Dr. Paulus and his team combined RetinaScope, a device designed in-house that turns a smartphone into a retina camera, with EyeArt, an artificial intelligence (AI) platform developed by Eyenuk, into a diagnostic device that takes a retinal image, analyzes it, then informs the operator if the patient should be referred to an ophthalmologist for follow-up.

The team tested the device for its ability to tell if someone has diabetic retinopathy (sensitivity) and its ability to tell if someone does not have diabetic retinopathy (specificity). To determine if the test was accurate, they compared the device results with a gold standard technique and also brought in two independent experts to examine the device-captured retinal images.

Based on a study of 69 adults with diabetes, the device scored 86.8 percent on sensitivity and 73.3 percent specificity. Not only is this level of sensitivity greater than the recommended minimum for an ophthalmic screening device, but it’s close to what was achieved by a similar device developed by biotech company, IDx, which was cleared by the US Food and Drug Administration (FDA) last year. Unlike Dr.
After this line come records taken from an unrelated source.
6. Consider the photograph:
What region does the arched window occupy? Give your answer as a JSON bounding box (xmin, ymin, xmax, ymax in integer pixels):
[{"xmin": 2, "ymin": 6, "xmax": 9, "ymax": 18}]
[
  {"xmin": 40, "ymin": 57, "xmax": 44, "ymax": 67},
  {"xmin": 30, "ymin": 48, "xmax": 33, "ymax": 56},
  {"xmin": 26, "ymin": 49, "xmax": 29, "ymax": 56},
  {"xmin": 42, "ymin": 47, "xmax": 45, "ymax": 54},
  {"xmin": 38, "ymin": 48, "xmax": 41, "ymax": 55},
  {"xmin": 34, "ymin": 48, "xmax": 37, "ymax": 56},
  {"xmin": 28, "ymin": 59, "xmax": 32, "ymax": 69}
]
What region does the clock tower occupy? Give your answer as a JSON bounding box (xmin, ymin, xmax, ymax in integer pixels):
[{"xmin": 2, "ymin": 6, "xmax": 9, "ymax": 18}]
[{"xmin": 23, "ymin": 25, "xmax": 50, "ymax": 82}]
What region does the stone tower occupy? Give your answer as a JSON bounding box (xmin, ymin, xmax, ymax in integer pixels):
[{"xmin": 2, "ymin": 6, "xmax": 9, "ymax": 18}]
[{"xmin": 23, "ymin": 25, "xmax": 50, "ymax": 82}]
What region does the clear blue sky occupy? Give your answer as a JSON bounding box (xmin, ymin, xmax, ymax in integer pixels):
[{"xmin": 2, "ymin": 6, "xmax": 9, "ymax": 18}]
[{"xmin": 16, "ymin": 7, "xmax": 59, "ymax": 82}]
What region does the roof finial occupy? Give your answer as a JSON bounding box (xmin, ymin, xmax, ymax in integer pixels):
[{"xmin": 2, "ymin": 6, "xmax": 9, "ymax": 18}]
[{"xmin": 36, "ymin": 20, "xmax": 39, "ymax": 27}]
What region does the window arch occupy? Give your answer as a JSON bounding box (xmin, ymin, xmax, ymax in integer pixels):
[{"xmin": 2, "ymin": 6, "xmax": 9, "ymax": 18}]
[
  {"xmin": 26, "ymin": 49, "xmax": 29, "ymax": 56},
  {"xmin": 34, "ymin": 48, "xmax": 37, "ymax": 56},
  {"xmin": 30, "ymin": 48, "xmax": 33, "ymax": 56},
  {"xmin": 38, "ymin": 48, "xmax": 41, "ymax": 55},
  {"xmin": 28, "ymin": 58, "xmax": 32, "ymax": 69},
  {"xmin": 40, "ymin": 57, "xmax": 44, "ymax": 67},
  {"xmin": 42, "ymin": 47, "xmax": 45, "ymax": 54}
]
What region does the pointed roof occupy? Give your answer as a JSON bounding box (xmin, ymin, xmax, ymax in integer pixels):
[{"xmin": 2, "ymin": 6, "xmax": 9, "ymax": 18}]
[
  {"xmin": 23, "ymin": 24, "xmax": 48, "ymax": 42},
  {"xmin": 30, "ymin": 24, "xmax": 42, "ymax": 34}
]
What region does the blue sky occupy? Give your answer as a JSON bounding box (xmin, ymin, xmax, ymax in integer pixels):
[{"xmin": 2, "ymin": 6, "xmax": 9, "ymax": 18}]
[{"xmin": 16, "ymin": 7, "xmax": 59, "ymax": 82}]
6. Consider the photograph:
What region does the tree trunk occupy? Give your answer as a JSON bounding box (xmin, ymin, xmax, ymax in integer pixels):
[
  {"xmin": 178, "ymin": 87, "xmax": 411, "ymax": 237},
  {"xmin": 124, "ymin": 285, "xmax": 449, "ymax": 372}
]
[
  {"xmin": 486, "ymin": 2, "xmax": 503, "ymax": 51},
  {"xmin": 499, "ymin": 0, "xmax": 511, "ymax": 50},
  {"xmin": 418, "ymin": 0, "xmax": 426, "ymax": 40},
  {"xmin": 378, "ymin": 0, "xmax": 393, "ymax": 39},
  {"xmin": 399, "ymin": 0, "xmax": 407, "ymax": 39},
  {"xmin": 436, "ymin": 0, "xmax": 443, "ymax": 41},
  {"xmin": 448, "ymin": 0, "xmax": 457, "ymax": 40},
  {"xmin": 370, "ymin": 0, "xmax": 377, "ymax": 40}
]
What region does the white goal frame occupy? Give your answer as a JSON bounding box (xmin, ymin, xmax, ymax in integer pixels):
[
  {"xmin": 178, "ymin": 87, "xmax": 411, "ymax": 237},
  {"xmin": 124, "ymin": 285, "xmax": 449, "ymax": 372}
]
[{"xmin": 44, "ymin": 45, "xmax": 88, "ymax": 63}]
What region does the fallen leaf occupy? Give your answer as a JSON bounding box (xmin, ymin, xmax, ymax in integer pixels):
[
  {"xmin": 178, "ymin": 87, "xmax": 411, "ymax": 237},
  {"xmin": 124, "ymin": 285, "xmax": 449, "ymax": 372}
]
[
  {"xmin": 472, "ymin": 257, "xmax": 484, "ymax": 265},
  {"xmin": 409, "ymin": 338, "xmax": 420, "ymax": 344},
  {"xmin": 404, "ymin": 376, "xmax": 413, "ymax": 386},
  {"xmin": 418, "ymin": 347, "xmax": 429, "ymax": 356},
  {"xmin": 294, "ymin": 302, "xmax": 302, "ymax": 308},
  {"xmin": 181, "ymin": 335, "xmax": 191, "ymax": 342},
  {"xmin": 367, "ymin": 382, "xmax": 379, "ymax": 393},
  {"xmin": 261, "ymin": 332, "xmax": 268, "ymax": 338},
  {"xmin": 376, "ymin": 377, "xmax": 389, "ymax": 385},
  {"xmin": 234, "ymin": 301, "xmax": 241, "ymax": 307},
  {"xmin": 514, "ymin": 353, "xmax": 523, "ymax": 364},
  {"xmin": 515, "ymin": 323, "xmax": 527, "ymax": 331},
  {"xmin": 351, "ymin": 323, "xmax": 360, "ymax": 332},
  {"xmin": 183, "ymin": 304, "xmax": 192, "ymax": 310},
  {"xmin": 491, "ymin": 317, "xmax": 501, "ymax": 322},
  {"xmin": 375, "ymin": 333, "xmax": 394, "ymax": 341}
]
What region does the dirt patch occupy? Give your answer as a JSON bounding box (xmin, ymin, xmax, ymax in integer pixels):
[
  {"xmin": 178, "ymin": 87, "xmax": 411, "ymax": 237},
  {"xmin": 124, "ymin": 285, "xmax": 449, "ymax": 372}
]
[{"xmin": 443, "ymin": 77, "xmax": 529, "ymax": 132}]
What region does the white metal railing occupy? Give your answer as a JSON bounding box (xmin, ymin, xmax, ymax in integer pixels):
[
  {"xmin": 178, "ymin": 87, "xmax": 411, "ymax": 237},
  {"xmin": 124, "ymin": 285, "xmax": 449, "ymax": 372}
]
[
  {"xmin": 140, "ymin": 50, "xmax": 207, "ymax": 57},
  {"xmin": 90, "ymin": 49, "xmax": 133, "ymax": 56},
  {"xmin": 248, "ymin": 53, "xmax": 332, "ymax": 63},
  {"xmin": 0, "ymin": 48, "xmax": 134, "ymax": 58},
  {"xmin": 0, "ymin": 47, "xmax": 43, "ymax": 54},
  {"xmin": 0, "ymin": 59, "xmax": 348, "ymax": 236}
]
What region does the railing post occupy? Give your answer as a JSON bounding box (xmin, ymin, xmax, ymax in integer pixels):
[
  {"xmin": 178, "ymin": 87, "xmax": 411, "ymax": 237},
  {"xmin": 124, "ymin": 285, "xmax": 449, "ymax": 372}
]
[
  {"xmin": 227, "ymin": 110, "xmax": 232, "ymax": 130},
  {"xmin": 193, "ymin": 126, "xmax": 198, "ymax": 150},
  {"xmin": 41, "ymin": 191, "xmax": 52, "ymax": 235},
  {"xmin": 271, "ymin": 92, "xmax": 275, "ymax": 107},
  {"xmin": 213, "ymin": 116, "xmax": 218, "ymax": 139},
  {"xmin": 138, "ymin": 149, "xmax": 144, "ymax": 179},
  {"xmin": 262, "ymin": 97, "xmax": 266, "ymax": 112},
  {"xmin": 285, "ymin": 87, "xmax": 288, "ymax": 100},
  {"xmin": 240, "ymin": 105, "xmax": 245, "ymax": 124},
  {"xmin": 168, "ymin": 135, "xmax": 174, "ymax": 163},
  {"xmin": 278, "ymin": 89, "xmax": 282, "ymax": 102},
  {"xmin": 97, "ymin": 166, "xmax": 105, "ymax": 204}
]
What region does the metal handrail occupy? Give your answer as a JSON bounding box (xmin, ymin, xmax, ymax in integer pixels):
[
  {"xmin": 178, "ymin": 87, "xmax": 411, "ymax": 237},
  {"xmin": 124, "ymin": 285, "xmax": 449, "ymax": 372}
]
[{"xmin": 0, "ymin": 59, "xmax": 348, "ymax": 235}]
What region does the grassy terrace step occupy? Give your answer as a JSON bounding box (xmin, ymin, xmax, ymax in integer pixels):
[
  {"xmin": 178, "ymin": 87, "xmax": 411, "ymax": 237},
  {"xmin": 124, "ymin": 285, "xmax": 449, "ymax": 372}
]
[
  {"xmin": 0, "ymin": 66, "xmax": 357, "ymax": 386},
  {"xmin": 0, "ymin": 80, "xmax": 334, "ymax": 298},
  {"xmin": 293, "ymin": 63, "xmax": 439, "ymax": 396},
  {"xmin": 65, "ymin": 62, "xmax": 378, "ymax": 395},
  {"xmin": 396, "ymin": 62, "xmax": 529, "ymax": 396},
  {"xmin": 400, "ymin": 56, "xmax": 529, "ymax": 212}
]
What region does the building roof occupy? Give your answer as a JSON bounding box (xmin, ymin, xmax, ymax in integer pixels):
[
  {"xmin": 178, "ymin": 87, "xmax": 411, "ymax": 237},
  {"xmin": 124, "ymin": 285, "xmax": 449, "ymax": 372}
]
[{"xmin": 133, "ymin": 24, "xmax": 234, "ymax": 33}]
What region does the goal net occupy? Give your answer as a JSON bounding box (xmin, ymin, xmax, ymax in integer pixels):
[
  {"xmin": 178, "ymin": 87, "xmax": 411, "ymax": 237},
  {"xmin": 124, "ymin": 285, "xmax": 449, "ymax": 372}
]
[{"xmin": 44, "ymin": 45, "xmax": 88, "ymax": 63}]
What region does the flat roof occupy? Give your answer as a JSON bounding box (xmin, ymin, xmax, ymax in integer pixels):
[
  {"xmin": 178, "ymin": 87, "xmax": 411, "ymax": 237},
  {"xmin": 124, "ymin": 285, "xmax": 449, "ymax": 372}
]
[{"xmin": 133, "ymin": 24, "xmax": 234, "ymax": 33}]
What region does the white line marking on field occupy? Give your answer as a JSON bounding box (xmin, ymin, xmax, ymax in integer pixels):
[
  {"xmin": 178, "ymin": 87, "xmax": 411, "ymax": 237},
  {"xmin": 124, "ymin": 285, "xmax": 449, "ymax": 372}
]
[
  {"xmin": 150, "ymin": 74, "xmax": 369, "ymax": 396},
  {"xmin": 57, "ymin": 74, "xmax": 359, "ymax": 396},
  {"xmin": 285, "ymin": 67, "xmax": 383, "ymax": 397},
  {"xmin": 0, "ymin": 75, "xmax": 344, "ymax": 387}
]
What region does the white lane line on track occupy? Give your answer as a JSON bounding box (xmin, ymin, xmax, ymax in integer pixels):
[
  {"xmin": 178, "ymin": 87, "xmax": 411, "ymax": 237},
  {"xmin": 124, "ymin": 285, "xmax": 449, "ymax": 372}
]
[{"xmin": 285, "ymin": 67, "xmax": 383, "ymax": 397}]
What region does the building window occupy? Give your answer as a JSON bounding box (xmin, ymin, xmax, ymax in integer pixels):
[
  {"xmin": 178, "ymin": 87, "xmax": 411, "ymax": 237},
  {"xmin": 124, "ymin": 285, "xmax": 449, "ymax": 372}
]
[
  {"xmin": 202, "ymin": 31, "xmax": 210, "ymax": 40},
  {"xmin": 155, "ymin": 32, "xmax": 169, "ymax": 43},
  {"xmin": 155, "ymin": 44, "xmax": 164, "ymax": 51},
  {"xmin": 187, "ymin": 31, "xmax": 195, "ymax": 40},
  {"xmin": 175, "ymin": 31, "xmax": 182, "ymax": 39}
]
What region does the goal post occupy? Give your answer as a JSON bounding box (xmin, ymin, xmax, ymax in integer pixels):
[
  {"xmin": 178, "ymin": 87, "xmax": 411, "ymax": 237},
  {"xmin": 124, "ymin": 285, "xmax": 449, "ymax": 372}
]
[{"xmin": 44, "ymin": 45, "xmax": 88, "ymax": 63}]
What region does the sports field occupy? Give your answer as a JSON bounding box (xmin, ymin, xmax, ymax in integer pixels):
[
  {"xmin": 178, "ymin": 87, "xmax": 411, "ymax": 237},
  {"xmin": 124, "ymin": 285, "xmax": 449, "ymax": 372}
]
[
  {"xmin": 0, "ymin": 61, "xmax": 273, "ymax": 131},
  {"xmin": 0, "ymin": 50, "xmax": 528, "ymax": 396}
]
Paulus’ device, IDx-DR uses a fundus camera that’s specifically designed to photograph the retina rather than modifying the camera of a smartphone.

“This is the first study to combine the imaging technology with automated real-time interpretation and compare it to gold standard dilated eye examination,” said Dr. Paulus. “And the results are very encouraging.”

The results of the study were presented at the Association for Research in Vision and Ophthalmology annual meeting. Dr. Paulus says his team is working on improvements to both the hardware and software components of the diagnostic in pursuit of FDA approval.

The researchers hope that the convenience of their device will encourage more patients to get screened for diabetic retinopathy. Given that the Centers for Disease Control and Prevention (CDC) predicts that 16 million people will be living with diabetic retinopathy by 2050, the need for more reliable screening tools has never been greater.